After a short while, the tension subsided, and the previous good rapport has been restored.
The contacts with Steve became increasingly personal and provided me with strength and belief in myself, in the idea, and in the feasibility of its execution.
Through our relationship I learned quite a bit about him as a person. In conversing with him I could detect the power of his theoretical and clinical thinking. I will refrain from delving into an in-depth theoretical discussion. I will only mention three points I experienced personally in our relationship and which are part and parcel of his approach.
Firstly, the strongest impression was of his direct way of speaking, eye-to-eye communication, devoid of airs. No infantilization, neither in friendly nor in therapeutic relationships, but rather a communication between two adults.

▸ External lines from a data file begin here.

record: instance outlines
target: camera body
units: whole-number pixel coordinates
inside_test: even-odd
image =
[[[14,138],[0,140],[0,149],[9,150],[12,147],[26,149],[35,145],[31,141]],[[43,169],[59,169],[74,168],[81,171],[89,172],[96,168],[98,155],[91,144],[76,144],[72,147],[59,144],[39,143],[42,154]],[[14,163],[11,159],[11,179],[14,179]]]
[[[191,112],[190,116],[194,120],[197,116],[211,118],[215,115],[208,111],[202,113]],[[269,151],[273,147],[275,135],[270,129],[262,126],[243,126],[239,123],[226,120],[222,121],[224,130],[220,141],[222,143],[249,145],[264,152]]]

Secondly, the freedom to create, initiate and think while disregarding dogmas. Every human situation, every idea, deserves consideration and serious examination, with maximal open-mindedness.
And thirdly, the understanding that everything is dynamic and set in a process, whether people or theories are dealt.
Thus the different approaches in psychoanalysis and the arguments between them were viewed by him as part of a fertile and developing dialogue that advances psychoanalysis, rather than being regarded from the standpoint of the truth versus sacrilege. He himself searched continually for the conjunction between the intrapsychic and the interpersonal.
From my interactions with him I received plenty of strength and legitimacy due to his belief in the individual’s deep-rooted natural right (and perhaps - duty) to dream, to decide, and to carry out his thoughts and aspirations, even if they collide with the establishment. This view is tightly connected to the concept of agency – the individual as sovereign, which Mitchell so steadfastly believed in and elaborated, and whose roots are to be found in the thought of his supervisor Erich Fromm. In this context, he helped me understand that, combined with the enjoyment and the realization in exerting one’s agency, when a person reaches a decision and chooses – he simultaneously loses and renounces. And these inescapable losses must be held, mourned, and one must continue from there.
The Tel Aviv Institute for Contemporary Psychoanalysis has been prematurely orphaned, while I lost a mentor, an ally, and a dear friend, and a soul mate.